Here is a case study from a previous assignment I ran, it’s brief but it explains what is possible with process improvement, that is dramatic improvements in customer quality and significantly reduced costs.
The Bank was under tremendous pressure to be more of a ‘gentle hand’ with customers who were experiencing financial difficulty. A team to help with ‘hardship’ existed, and another who provided financial solutions. Both doing more or less the same thing but generating duplication and getting into each other’s way.
Having been asked by the client to review and improve the two teams, investigations revealed it took 63 days for customers to receive an approval for assistance. Meanwhile the account continued to cycle with out payment, making it ever more difficult for declined customers to catch up.
A complete systems review was carried out, eliminating wasted effort from the process and challenging long held beliefs about ‘how things must be down’ (after all this was a bank).

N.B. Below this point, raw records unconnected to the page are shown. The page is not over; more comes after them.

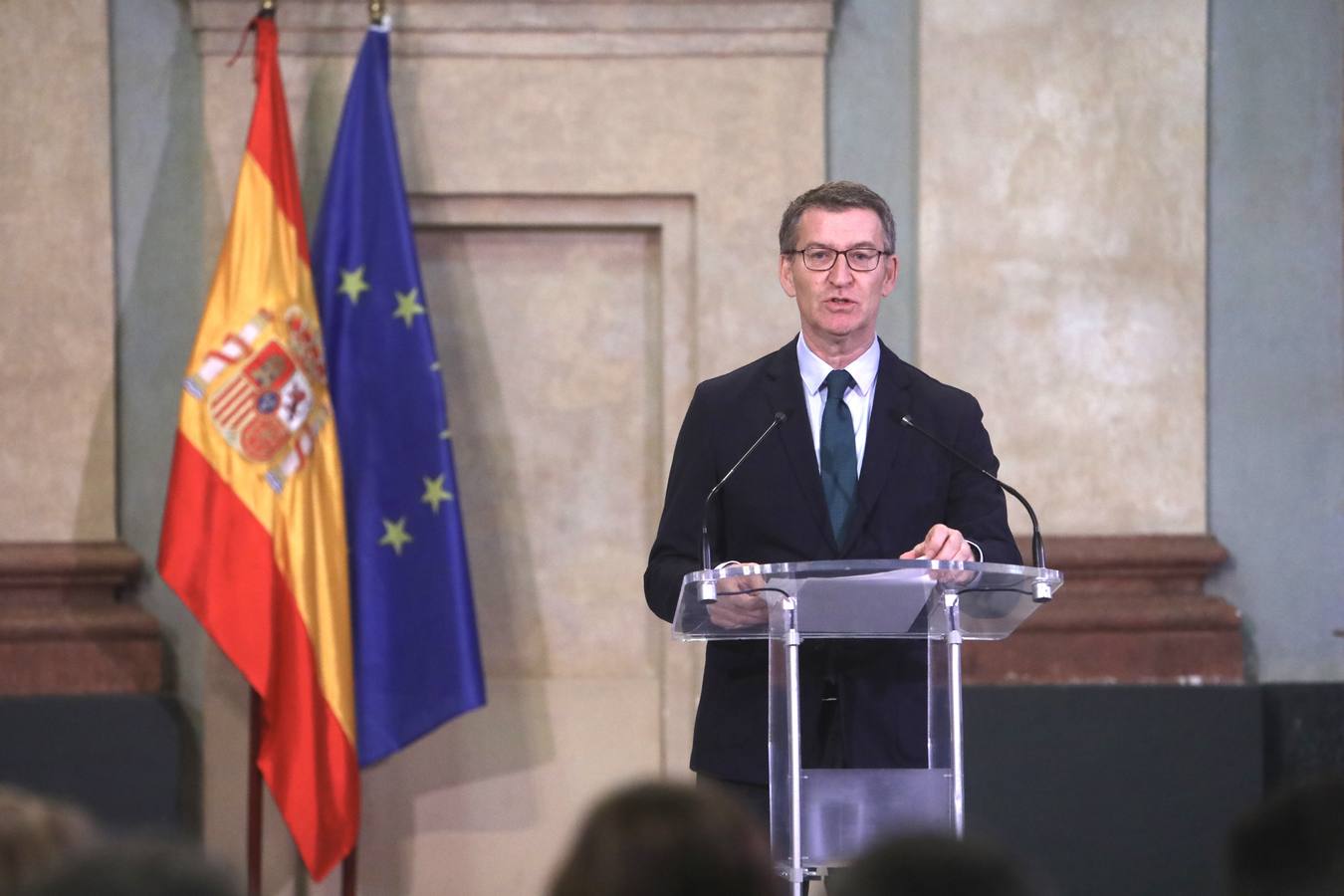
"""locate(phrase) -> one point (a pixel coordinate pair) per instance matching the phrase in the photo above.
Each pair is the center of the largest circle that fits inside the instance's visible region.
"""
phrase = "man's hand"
(943, 543)
(738, 606)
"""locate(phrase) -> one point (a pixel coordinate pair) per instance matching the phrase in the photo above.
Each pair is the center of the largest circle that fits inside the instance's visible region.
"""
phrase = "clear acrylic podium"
(822, 817)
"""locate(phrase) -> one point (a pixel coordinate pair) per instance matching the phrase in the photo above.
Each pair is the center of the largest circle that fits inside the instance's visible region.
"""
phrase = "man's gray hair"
(836, 195)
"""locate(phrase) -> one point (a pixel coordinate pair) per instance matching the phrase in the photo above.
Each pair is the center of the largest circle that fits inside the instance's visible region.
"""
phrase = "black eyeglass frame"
(836, 256)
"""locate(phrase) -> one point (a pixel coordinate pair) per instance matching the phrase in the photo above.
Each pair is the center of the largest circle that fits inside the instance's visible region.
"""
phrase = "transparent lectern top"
(860, 599)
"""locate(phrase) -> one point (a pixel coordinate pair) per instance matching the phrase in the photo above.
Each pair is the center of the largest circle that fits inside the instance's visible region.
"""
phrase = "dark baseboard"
(129, 760)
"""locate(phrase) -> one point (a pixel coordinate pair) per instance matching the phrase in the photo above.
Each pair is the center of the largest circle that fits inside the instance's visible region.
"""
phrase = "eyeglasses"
(860, 258)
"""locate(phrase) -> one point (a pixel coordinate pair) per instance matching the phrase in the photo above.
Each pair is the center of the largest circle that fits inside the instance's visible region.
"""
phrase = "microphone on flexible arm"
(709, 591)
(1037, 549)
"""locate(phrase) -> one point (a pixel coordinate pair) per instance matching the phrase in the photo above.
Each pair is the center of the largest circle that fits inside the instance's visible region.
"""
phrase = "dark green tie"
(839, 461)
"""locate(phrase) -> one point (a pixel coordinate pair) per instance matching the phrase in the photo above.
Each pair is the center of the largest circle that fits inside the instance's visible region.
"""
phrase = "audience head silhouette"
(668, 840)
(1292, 845)
(932, 865)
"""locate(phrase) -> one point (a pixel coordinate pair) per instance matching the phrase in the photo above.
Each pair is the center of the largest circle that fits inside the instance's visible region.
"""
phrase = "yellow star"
(407, 307)
(395, 535)
(352, 284)
(434, 492)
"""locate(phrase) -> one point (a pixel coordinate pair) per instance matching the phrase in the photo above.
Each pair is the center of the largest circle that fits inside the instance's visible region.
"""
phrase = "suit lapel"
(889, 442)
(784, 391)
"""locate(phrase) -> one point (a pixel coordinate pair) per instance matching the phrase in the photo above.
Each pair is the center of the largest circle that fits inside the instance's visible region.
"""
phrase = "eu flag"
(417, 658)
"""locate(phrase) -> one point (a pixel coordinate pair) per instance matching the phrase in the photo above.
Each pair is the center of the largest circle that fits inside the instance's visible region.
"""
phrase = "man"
(840, 479)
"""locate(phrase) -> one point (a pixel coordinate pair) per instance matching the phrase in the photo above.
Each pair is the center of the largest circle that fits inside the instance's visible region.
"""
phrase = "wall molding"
(62, 626)
(1133, 610)
(545, 30)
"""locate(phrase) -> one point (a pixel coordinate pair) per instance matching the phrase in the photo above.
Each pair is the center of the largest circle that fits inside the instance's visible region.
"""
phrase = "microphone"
(707, 591)
(1037, 549)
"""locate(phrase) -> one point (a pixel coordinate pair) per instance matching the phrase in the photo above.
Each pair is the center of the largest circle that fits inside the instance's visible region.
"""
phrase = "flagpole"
(254, 795)
(268, 10)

A concurrent change plan was implemented to help manage such a dramatic change, which included focus groups, regular email communications and status reports.
Resulting in a reduction of time to approval from 63 days to just 3 and an annualised bottom line saving of $300,000.
Isn’t it a shame that process improvement only seems to occur when a “problem” is discovered. Just think how well the bank could have been running if they made process improvement a continual part of the way they run the company!
Very True. That is where innovation is where I prefer to work. I prefer companies that aren’t just fixing problems, which only serves to put them back to their previous levels success, as apposed to moving to the next level. moving to the next level is true innovation. Look at Apple et al.